Darrow's free-wheeling style and easy-going demeanor are expected to mark a contrast to Kagan's reserve and polish. Whereas Kagan has spent the past six weeks courting Senators in private one-on-one meetings, visiting more than 60 at last count, Darrow has kept busy at work in the Connecticut criminal courts. Last week, Darrow tried a drunken driving case, winning for an acquittal for a man the police found passed out behind the wheel of an idling car. "The statute says you have to prove operation. No one saw him driving the car. He had an empty bottle on his lap. I guess the jury concluded he drank it as he sat looking out at the water," Darrow said with a shrug. "It's hard to figure on juries, not that Kagan would know much about that."

Legal experts doubt Darrow has much of a chance of confirmation. His style is often blunt, even confrontational, character traits honed in the one-on-one combat of a courtroom. Darrow was once held in contempt when a microphone picked up a comment he made a little too loudly during closing arguments in a murder case. "Bullshit," he said of the prosecutor's closing. He later apologized.

But placards carried by demonstrators outside the Court during Darrow's press conference suggest some support for the trial lawyer. Several people carried large photographs of Kagan with a large X over her face. "Just say no," the signs said. "It's time for a people's lawyer," said other signs.

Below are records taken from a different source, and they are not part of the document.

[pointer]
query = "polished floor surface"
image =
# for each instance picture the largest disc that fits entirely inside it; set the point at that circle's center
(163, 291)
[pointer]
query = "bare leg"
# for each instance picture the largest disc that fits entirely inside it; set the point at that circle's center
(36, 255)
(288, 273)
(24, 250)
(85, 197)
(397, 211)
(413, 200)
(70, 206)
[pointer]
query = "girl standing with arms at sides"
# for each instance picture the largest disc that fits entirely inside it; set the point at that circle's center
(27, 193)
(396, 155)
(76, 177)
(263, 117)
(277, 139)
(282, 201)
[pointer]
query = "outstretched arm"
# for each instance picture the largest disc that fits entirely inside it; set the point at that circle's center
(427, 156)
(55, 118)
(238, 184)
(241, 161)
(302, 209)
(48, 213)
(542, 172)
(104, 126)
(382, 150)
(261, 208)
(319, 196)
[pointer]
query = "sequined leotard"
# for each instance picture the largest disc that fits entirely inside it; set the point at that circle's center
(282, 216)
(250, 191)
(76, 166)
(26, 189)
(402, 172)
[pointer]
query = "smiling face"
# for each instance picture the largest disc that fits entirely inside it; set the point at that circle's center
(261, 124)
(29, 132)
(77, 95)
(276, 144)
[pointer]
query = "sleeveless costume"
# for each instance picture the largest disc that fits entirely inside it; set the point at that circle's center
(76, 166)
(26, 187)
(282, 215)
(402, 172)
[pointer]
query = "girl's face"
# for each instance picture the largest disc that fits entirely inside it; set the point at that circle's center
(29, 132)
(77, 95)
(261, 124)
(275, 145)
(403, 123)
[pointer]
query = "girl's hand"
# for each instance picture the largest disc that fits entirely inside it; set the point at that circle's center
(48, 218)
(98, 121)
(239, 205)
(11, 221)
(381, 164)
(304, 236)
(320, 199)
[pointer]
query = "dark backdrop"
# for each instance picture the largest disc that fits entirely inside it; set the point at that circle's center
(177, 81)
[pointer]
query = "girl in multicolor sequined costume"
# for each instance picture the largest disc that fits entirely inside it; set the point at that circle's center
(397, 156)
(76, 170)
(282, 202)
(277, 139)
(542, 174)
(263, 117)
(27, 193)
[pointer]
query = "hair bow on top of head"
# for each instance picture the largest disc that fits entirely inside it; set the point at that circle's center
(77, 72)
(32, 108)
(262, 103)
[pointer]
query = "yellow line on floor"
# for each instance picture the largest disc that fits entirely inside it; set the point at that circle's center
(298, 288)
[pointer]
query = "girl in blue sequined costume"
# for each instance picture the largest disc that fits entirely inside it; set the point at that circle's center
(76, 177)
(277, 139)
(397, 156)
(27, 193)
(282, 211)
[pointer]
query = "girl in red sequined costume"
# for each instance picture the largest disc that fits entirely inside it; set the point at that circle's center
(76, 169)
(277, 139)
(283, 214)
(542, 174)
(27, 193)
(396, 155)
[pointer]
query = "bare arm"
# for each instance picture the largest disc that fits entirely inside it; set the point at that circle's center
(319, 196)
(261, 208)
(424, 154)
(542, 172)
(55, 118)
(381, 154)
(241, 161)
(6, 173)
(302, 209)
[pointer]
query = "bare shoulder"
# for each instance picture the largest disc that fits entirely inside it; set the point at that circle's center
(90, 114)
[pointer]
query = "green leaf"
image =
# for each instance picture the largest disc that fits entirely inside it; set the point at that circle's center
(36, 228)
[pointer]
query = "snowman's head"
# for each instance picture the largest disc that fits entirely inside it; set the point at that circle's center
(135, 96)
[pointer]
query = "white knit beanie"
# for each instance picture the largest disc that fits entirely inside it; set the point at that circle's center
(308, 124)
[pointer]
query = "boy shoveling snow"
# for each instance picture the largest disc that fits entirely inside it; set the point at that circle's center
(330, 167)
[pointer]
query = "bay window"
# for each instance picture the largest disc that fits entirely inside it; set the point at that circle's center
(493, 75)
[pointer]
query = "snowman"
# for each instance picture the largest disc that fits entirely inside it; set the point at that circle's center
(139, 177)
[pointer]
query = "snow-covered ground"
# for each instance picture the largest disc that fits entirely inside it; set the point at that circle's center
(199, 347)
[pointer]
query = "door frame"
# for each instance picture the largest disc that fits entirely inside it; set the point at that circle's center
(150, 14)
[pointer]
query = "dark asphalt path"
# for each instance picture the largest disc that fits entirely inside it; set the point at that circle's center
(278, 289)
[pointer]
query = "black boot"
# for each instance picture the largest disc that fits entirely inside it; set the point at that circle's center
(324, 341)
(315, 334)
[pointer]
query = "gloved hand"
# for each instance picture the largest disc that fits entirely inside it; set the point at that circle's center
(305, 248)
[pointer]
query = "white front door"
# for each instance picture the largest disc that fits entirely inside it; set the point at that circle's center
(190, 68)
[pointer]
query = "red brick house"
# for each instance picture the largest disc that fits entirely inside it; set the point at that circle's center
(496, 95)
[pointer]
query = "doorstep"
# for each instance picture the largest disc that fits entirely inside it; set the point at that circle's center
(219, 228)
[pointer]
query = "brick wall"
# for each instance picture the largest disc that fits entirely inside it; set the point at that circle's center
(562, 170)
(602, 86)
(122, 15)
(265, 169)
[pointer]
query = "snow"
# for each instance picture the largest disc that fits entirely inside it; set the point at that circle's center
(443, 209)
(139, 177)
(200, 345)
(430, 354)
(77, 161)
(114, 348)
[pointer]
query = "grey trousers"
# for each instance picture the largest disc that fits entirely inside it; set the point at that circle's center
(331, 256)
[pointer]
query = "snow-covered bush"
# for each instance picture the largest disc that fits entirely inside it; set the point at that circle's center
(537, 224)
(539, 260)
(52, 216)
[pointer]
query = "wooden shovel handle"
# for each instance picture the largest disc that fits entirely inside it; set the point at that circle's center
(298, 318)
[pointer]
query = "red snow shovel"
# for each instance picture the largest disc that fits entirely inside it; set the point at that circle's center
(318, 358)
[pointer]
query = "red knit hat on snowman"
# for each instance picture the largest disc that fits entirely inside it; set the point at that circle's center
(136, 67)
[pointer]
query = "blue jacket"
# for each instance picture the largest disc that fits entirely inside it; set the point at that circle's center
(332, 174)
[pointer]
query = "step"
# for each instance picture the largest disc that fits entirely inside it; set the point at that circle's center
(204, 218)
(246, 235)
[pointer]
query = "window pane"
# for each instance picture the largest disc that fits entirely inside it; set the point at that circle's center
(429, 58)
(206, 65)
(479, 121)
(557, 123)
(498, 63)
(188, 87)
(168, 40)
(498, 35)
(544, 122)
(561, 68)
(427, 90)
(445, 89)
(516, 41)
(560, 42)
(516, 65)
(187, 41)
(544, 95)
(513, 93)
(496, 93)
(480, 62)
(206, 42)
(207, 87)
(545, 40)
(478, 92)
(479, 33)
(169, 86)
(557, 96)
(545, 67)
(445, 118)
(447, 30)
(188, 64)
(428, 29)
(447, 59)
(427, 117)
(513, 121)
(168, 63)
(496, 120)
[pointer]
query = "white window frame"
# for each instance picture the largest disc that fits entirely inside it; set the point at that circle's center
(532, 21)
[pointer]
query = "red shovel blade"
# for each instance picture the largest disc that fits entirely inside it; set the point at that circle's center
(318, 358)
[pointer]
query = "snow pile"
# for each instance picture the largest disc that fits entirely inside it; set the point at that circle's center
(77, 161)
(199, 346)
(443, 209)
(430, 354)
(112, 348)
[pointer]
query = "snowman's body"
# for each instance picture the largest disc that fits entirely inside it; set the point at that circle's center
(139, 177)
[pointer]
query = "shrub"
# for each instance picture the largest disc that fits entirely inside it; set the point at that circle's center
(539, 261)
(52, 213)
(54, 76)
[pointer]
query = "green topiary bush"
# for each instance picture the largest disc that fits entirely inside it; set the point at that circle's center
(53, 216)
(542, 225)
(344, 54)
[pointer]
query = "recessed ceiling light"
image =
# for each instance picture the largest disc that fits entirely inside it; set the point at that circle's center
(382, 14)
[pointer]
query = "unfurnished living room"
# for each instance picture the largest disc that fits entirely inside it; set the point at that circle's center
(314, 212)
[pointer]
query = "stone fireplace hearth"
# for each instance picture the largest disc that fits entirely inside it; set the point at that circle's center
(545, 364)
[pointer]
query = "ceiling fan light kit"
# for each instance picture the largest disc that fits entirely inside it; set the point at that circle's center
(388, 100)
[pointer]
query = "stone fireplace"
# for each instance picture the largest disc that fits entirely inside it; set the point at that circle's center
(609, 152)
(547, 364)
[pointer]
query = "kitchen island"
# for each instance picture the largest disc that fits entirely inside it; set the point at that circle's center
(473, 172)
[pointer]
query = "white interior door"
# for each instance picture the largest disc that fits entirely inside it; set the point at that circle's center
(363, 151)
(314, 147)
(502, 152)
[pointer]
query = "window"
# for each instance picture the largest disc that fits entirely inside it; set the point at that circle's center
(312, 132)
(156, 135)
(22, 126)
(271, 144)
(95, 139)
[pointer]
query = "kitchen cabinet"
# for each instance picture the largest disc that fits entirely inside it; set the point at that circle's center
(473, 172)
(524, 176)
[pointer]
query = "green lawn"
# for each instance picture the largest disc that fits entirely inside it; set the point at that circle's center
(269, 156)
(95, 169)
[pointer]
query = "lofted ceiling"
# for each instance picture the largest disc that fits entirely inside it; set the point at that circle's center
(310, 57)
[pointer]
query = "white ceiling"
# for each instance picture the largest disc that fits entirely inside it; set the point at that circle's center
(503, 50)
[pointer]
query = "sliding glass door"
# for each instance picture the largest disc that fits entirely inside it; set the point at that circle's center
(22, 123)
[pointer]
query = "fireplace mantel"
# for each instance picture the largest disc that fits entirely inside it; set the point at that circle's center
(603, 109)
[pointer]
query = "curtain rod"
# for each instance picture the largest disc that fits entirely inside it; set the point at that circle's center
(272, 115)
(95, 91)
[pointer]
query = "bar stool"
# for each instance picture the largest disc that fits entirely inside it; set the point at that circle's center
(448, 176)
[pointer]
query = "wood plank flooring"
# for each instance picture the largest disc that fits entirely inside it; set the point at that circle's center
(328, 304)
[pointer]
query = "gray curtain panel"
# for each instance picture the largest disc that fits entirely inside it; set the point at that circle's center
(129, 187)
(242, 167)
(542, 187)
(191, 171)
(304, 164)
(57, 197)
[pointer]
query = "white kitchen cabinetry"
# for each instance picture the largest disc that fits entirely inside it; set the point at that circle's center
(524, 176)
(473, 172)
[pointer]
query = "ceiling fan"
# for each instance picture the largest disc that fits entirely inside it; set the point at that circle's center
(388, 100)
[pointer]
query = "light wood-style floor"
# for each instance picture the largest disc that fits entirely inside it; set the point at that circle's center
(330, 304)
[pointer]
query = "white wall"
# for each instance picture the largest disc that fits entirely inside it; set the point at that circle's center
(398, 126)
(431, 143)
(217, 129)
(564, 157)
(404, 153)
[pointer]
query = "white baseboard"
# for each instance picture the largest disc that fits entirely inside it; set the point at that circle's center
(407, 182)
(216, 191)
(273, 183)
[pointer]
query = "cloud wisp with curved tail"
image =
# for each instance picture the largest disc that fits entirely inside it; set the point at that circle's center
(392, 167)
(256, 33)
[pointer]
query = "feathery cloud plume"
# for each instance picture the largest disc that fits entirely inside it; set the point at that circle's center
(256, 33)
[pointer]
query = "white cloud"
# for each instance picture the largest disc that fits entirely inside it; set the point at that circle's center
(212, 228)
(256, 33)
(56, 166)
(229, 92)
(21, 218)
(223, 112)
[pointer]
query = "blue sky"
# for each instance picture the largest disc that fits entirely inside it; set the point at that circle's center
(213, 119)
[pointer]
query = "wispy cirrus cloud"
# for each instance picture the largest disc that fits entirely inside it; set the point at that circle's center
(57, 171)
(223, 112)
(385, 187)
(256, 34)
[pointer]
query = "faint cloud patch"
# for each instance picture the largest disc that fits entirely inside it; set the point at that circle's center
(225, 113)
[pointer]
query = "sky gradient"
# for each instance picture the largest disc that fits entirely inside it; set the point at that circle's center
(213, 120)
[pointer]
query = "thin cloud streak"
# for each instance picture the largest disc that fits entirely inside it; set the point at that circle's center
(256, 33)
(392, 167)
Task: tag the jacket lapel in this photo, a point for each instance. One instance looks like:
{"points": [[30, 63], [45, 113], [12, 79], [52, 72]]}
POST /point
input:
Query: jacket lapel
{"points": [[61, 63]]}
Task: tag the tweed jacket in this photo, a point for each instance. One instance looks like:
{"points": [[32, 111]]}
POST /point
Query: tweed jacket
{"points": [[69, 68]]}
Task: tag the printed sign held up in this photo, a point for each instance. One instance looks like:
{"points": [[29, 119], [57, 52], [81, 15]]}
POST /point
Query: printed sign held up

"Look, I know I am not the choice of insiders," Darrow told a reporter. "But we've heard so much coded cow dung at confirmations over the past couple of decades I am pleased as punch to sit there and give the Senate some straight talk."

"How would I vote on Roe v. Wade?" he asked. "Aren't you going to ask? Well, let me tell you: I don't want any government poking around between my or my wife's legs. You'll get yourself shot doing that. I suppose that what tells you what I think about the Second Amendment, too," he said with a wink.

Darrow clearly seemed to be enjoying the press conference, pausing frequently to shake hands with well wishers and the curious.

"I'm looking forward to tomorrow. But I'll bet Kagan isn't. She locked up somewhere studying how to talk and not say anything. Haven't we had enough of that? I'd say we need a little frank talk for a change."